The processing tomato, on the other hand, is incredibly mechanized. Machines plant the seeds in greenhouses, plant the seedlings in the spring, and harvest the tomatoes three months later. But the tomatoes are fully ripe when harvested and are turned into canned tomatoes, or concentrated tomato paste, within a couple of hours of being picked. They are “canned fresh.” The biggest tomato company in the world, Morningstar of Woodland, Ca., produces something like 10 percent of the world’s tomato paste for sauces. It has about 200 employees.  They produce an incredibly cheap, nutritious product that gets turned into pizza sauces, spaghetti sauces, salsa etc. And frankly, you can do almost anything with that raw paste it if you know which ingredients to add. Some argue, with justification, that tomato sauces made from concentrated paste (i.e. Ragu, Paul Newman’s Own etc.) are not as good as sauces made directly from tomatoes. But the difference is slight.

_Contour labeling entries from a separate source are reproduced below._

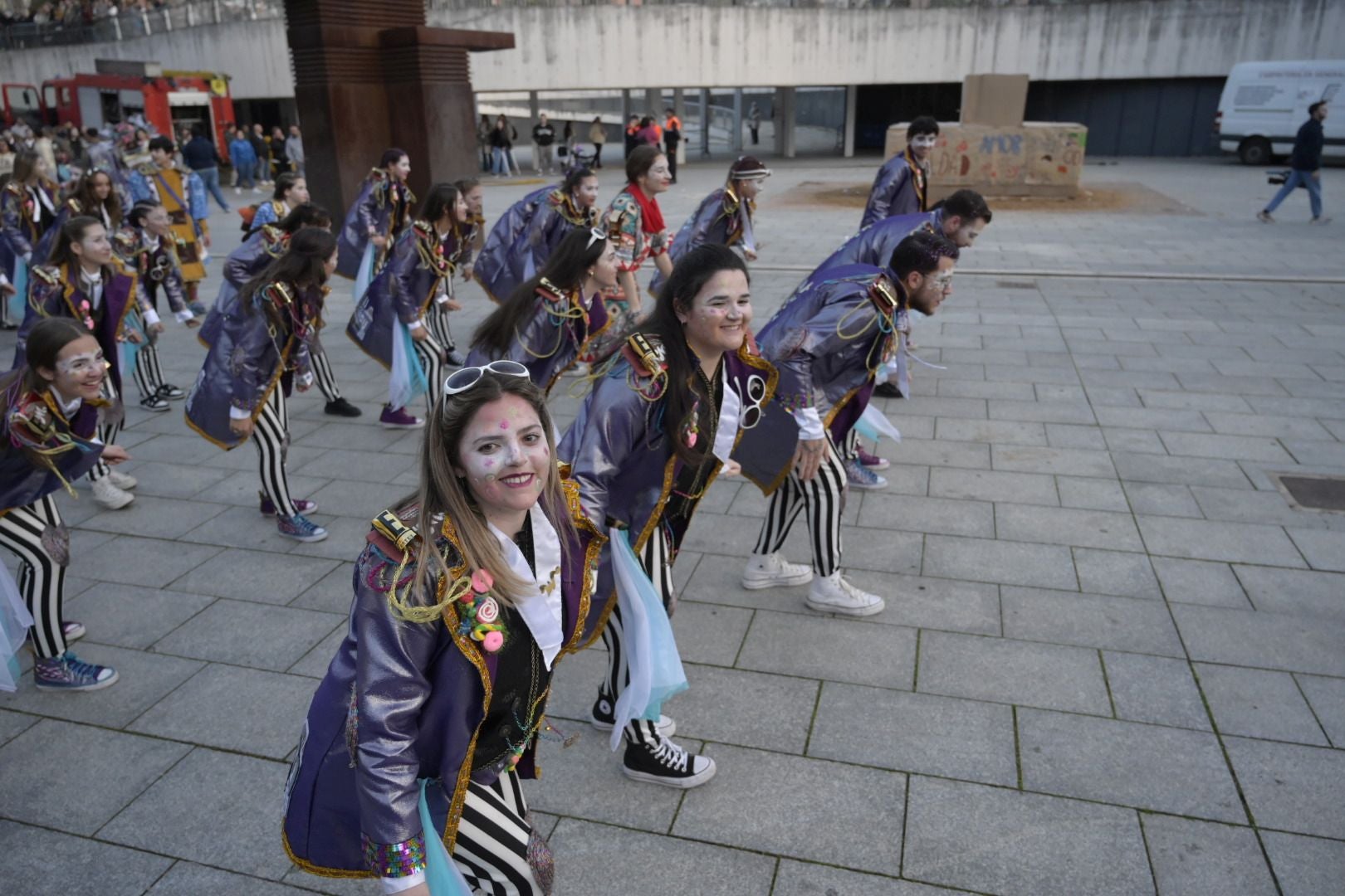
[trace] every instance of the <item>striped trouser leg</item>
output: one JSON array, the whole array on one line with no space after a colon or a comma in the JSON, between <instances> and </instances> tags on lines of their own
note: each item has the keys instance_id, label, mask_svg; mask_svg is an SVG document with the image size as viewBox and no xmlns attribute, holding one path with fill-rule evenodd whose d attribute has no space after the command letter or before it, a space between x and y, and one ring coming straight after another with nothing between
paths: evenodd
<instances>
[{"instance_id":1,"label":"striped trouser leg","mask_svg":"<svg viewBox=\"0 0 1345 896\"><path fill-rule=\"evenodd\" d=\"M276 513L292 517L297 510L289 497L289 477L285 476L285 454L289 449L289 418L285 391L276 384L253 424L253 445L261 469L261 488L276 505Z\"/></svg>"},{"instance_id":2,"label":"striped trouser leg","mask_svg":"<svg viewBox=\"0 0 1345 896\"><path fill-rule=\"evenodd\" d=\"M323 398L328 402L339 399L340 390L336 387L336 375L332 373L332 364L327 360L327 352L319 348L311 355L311 361L313 365L313 379L317 380L317 388L321 390Z\"/></svg>"},{"instance_id":3,"label":"striped trouser leg","mask_svg":"<svg viewBox=\"0 0 1345 896\"><path fill-rule=\"evenodd\" d=\"M32 614L32 647L42 658L66 652L61 630L66 568L42 544L43 531L59 525L61 512L51 494L0 516L0 544L19 555L20 591Z\"/></svg>"},{"instance_id":4,"label":"striped trouser leg","mask_svg":"<svg viewBox=\"0 0 1345 896\"><path fill-rule=\"evenodd\" d=\"M790 470L788 478L771 496L756 552L772 553L783 548L790 528L803 510L812 547L812 571L820 576L831 575L841 567L843 498L845 466L835 445L831 443L831 437L827 437L827 450L818 474L804 482L796 472Z\"/></svg>"},{"instance_id":5,"label":"striped trouser leg","mask_svg":"<svg viewBox=\"0 0 1345 896\"><path fill-rule=\"evenodd\" d=\"M112 377L110 376L104 376L102 377L102 398L104 398L104 400L106 400L109 403L116 403L117 402L117 398L118 398L118 395L117 395L117 387L112 384ZM118 414L117 416L120 418L122 415ZM105 412L100 414L98 415L98 441L102 442L104 445L116 445L117 443L117 435L121 433L122 422L124 420L118 419L116 423L108 423L106 422L106 414ZM97 463L93 465L93 469L89 470L89 481L90 482L97 482L98 480L106 477L108 473L110 473L110 472L112 472L110 467L104 461L98 461Z\"/></svg>"},{"instance_id":6,"label":"striped trouser leg","mask_svg":"<svg viewBox=\"0 0 1345 896\"><path fill-rule=\"evenodd\" d=\"M668 549L667 537L662 527L654 531L654 535L650 536L648 543L644 545L644 551L640 555L640 566L644 567L650 582L654 583L659 596L663 598L663 606L666 607L672 603L675 596L672 591L671 551ZM607 626L603 627L603 643L607 646L607 678L603 681L599 692L601 697L609 699L615 707L616 699L621 696L625 685L631 682L631 668L623 649L620 606L612 607L612 613L607 618ZM647 719L638 719L625 727L625 740L628 743L643 743L656 737L655 725Z\"/></svg>"},{"instance_id":7,"label":"striped trouser leg","mask_svg":"<svg viewBox=\"0 0 1345 896\"><path fill-rule=\"evenodd\" d=\"M533 826L518 775L512 771L492 785L467 786L463 817L453 842L453 864L475 893L539 896L541 885L527 861Z\"/></svg>"}]
</instances>

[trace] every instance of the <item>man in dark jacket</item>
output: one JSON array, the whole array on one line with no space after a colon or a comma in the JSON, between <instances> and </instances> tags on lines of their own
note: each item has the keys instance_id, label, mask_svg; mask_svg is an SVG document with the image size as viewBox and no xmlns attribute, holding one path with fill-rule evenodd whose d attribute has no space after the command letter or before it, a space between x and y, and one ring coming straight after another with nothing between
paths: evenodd
<instances>
[{"instance_id":1,"label":"man in dark jacket","mask_svg":"<svg viewBox=\"0 0 1345 896\"><path fill-rule=\"evenodd\" d=\"M1270 200L1256 218L1267 224L1274 224L1275 219L1270 216L1275 208L1279 207L1284 197L1289 196L1297 187L1307 187L1307 203L1313 207L1313 220L1311 224L1325 224L1330 218L1322 218L1322 144L1326 138L1322 134L1322 122L1326 121L1326 103L1314 102L1307 107L1307 121L1303 126L1298 129L1298 136L1294 138L1294 154L1289 159L1289 165L1293 168L1289 172L1289 177L1284 179L1284 185L1279 188L1275 193L1275 199Z\"/></svg>"}]
</instances>

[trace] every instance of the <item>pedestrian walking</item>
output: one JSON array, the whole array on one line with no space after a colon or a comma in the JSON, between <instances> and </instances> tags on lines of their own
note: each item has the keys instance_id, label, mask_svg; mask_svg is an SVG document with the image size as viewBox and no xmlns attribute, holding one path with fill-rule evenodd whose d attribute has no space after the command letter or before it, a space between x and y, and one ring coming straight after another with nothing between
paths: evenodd
<instances>
[{"instance_id":1,"label":"pedestrian walking","mask_svg":"<svg viewBox=\"0 0 1345 896\"><path fill-rule=\"evenodd\" d=\"M1275 223L1275 219L1270 214L1279 208L1284 197L1298 187L1307 188L1307 204L1313 210L1313 219L1309 223L1325 224L1330 220L1330 218L1322 218L1321 168L1322 146L1326 142L1326 137L1322 134L1323 121L1326 121L1326 103L1314 102L1307 107L1307 121L1303 122L1303 126L1298 129L1298 136L1294 137L1294 154L1289 159L1290 172L1289 177L1284 179L1284 185L1279 188L1279 192L1270 200L1270 204L1256 215L1263 223Z\"/></svg>"}]
</instances>

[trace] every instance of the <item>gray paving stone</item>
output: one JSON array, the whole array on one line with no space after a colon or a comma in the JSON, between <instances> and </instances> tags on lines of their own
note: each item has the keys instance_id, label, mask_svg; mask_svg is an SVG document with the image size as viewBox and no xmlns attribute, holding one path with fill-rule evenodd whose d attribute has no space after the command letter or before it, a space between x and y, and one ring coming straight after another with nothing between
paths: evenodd
<instances>
[{"instance_id":1,"label":"gray paving stone","mask_svg":"<svg viewBox=\"0 0 1345 896\"><path fill-rule=\"evenodd\" d=\"M1278 896L1256 834L1190 818L1141 814L1163 896Z\"/></svg>"},{"instance_id":2,"label":"gray paving stone","mask_svg":"<svg viewBox=\"0 0 1345 896\"><path fill-rule=\"evenodd\" d=\"M198 747L98 837L280 880L291 868L276 823L286 771L284 763Z\"/></svg>"},{"instance_id":3,"label":"gray paving stone","mask_svg":"<svg viewBox=\"0 0 1345 896\"><path fill-rule=\"evenodd\" d=\"M1321 896L1345 879L1345 844L1263 832L1262 841L1284 896Z\"/></svg>"},{"instance_id":4,"label":"gray paving stone","mask_svg":"<svg viewBox=\"0 0 1345 896\"><path fill-rule=\"evenodd\" d=\"M87 837L188 750L44 719L0 748L0 805L16 821Z\"/></svg>"},{"instance_id":5,"label":"gray paving stone","mask_svg":"<svg viewBox=\"0 0 1345 896\"><path fill-rule=\"evenodd\" d=\"M1224 748L1258 825L1345 840L1345 752L1245 737Z\"/></svg>"},{"instance_id":6,"label":"gray paving stone","mask_svg":"<svg viewBox=\"0 0 1345 896\"><path fill-rule=\"evenodd\" d=\"M916 631L757 610L737 666L909 690L916 666Z\"/></svg>"},{"instance_id":7,"label":"gray paving stone","mask_svg":"<svg viewBox=\"0 0 1345 896\"><path fill-rule=\"evenodd\" d=\"M1137 653L1103 653L1116 717L1210 731L1190 664Z\"/></svg>"},{"instance_id":8,"label":"gray paving stone","mask_svg":"<svg viewBox=\"0 0 1345 896\"><path fill-rule=\"evenodd\" d=\"M229 548L175 582L174 588L258 603L289 603L335 567L331 560Z\"/></svg>"},{"instance_id":9,"label":"gray paving stone","mask_svg":"<svg viewBox=\"0 0 1345 896\"><path fill-rule=\"evenodd\" d=\"M364 887L369 887L366 883ZM311 891L273 884L260 877L234 875L195 862L178 862L145 896L304 896Z\"/></svg>"},{"instance_id":10,"label":"gray paving stone","mask_svg":"<svg viewBox=\"0 0 1345 896\"><path fill-rule=\"evenodd\" d=\"M650 787L623 775L624 748L619 746L612 752L608 748L608 732L586 724L562 724L561 728L566 735L578 733L580 739L569 748L554 740L539 743L542 776L523 785L529 809L666 834L678 813L682 794L668 787ZM693 754L701 752L697 742L681 735L675 740ZM716 778L724 772L724 768L717 770ZM564 860L557 850L557 864L561 861Z\"/></svg>"},{"instance_id":11,"label":"gray paving stone","mask_svg":"<svg viewBox=\"0 0 1345 896\"><path fill-rule=\"evenodd\" d=\"M1307 695L1313 715L1326 729L1333 747L1345 746L1345 680L1318 676L1297 676Z\"/></svg>"},{"instance_id":12,"label":"gray paving stone","mask_svg":"<svg viewBox=\"0 0 1345 896\"><path fill-rule=\"evenodd\" d=\"M829 865L780 860L772 896L947 896L954 891Z\"/></svg>"},{"instance_id":13,"label":"gray paving stone","mask_svg":"<svg viewBox=\"0 0 1345 896\"><path fill-rule=\"evenodd\" d=\"M935 467L929 470L929 494L946 498L1013 501L1049 506L1060 504L1054 477L1040 473Z\"/></svg>"},{"instance_id":14,"label":"gray paving stone","mask_svg":"<svg viewBox=\"0 0 1345 896\"><path fill-rule=\"evenodd\" d=\"M219 599L155 650L281 672L344 623L332 613Z\"/></svg>"},{"instance_id":15,"label":"gray paving stone","mask_svg":"<svg viewBox=\"0 0 1345 896\"><path fill-rule=\"evenodd\" d=\"M1212 733L1024 708L1018 737L1025 790L1247 822Z\"/></svg>"},{"instance_id":16,"label":"gray paving stone","mask_svg":"<svg viewBox=\"0 0 1345 896\"><path fill-rule=\"evenodd\" d=\"M1005 787L1018 782L1010 707L830 681L808 755Z\"/></svg>"},{"instance_id":17,"label":"gray paving stone","mask_svg":"<svg viewBox=\"0 0 1345 896\"><path fill-rule=\"evenodd\" d=\"M944 579L989 580L1048 588L1079 586L1073 557L1067 547L960 539L948 535L925 537L921 572Z\"/></svg>"},{"instance_id":18,"label":"gray paving stone","mask_svg":"<svg viewBox=\"0 0 1345 896\"><path fill-rule=\"evenodd\" d=\"M705 842L654 837L608 825L565 818L551 834L555 887L565 893L612 893L631 880L647 877L677 881L686 893L756 896L771 888L775 860Z\"/></svg>"},{"instance_id":19,"label":"gray paving stone","mask_svg":"<svg viewBox=\"0 0 1345 896\"><path fill-rule=\"evenodd\" d=\"M1287 672L1197 664L1220 733L1330 746Z\"/></svg>"},{"instance_id":20,"label":"gray paving stone","mask_svg":"<svg viewBox=\"0 0 1345 896\"><path fill-rule=\"evenodd\" d=\"M83 622L90 642L143 650L213 602L187 590L100 583L67 600L65 617Z\"/></svg>"},{"instance_id":21,"label":"gray paving stone","mask_svg":"<svg viewBox=\"0 0 1345 896\"><path fill-rule=\"evenodd\" d=\"M882 492L863 496L859 525L876 529L937 532L993 539L994 508L981 501L886 496Z\"/></svg>"},{"instance_id":22,"label":"gray paving stone","mask_svg":"<svg viewBox=\"0 0 1345 896\"><path fill-rule=\"evenodd\" d=\"M1185 657L1167 607L1157 600L1005 586L1005 637Z\"/></svg>"},{"instance_id":23,"label":"gray paving stone","mask_svg":"<svg viewBox=\"0 0 1345 896\"><path fill-rule=\"evenodd\" d=\"M1014 445L991 445L990 449L997 470L1056 473L1060 476L1116 476L1107 451Z\"/></svg>"},{"instance_id":24,"label":"gray paving stone","mask_svg":"<svg viewBox=\"0 0 1345 896\"><path fill-rule=\"evenodd\" d=\"M687 794L672 834L900 873L905 775L721 744L705 752L718 772L709 786ZM781 780L794 786L781 789ZM803 825L800 806L807 806ZM855 819L876 836L854 837Z\"/></svg>"},{"instance_id":25,"label":"gray paving stone","mask_svg":"<svg viewBox=\"0 0 1345 896\"><path fill-rule=\"evenodd\" d=\"M164 695L196 674L202 664L179 657L160 657L143 650L122 650L89 645L79 649L87 662L112 666L120 676L117 684L100 690L95 700L87 693L52 693L38 690L26 677L17 693L0 693L0 707L22 709L39 716L85 721L93 725L121 728Z\"/></svg>"},{"instance_id":26,"label":"gray paving stone","mask_svg":"<svg viewBox=\"0 0 1345 896\"><path fill-rule=\"evenodd\" d=\"M1135 521L1150 553L1188 560L1306 566L1298 548L1279 527L1181 520L1170 516L1137 516Z\"/></svg>"},{"instance_id":27,"label":"gray paving stone","mask_svg":"<svg viewBox=\"0 0 1345 896\"><path fill-rule=\"evenodd\" d=\"M130 731L284 759L299 743L311 678L208 665L136 719Z\"/></svg>"},{"instance_id":28,"label":"gray paving stone","mask_svg":"<svg viewBox=\"0 0 1345 896\"><path fill-rule=\"evenodd\" d=\"M1084 647L925 631L916 689L1111 715L1098 652Z\"/></svg>"},{"instance_id":29,"label":"gray paving stone","mask_svg":"<svg viewBox=\"0 0 1345 896\"><path fill-rule=\"evenodd\" d=\"M690 689L663 707L677 719L678 736L803 752L816 681L693 664L685 668Z\"/></svg>"},{"instance_id":30,"label":"gray paving stone","mask_svg":"<svg viewBox=\"0 0 1345 896\"><path fill-rule=\"evenodd\" d=\"M911 778L907 877L1005 896L1151 893L1134 811Z\"/></svg>"},{"instance_id":31,"label":"gray paving stone","mask_svg":"<svg viewBox=\"0 0 1345 896\"><path fill-rule=\"evenodd\" d=\"M171 858L0 819L5 887L26 896L141 896ZM61 857L61 880L52 857Z\"/></svg>"},{"instance_id":32,"label":"gray paving stone","mask_svg":"<svg viewBox=\"0 0 1345 896\"><path fill-rule=\"evenodd\" d=\"M997 504L995 535L1011 541L1044 541L1111 551L1143 549L1130 513L1106 510Z\"/></svg>"}]
</instances>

This tiny fruit originally from the Andes mountains is a multi-billion a year crop in the States, synonymous with Italian cuisine and as salsa is on the receiving end of millions of corn chips. How did the tomato conquer the world, who were the first great breeders and lovers of the tomato?

The vast genetic diversity of the tomato is located on the western slope of the Andes in South America. Archaeologists and tomato nuts have searched for years for evidence that the Inca or other pre-Colombian South Americans cultivated the tomato. Yet while they no doubt ate wild tomatoes there’s no evidence the Inca and their brethren cultivated these plants. There are no pre-Hispanic words for the tomato in South American languages. Somehow, some of these tomatoes migrated north to Central America and Mexico, and it must have been some millennia ago, because almost every tribe, down to the smallest, in Mexico, has its own name for the tomato. When the Spanish arrived in Mexico they found dozens of varieties, though sadly we’ll probably never know exactly what some of them were.

Tell us your favorite kind of tomato and how you like to eat it.

My favorite tomato experience is to gather a basketful on the farm of a really good tomato grower, someone like my brother’s friend Doug Gosling in Sonoma County, or from the test gardens of my friend Kanti Rawal, then cook up a tremendous sauce using nothing more than a few onions and carrots and a couple herbs–and maybe a zucchini and green pepper or two thrown in for superstitious nutritional reasons. The sweetness of a delicious sauce made from scratch is heaven to me.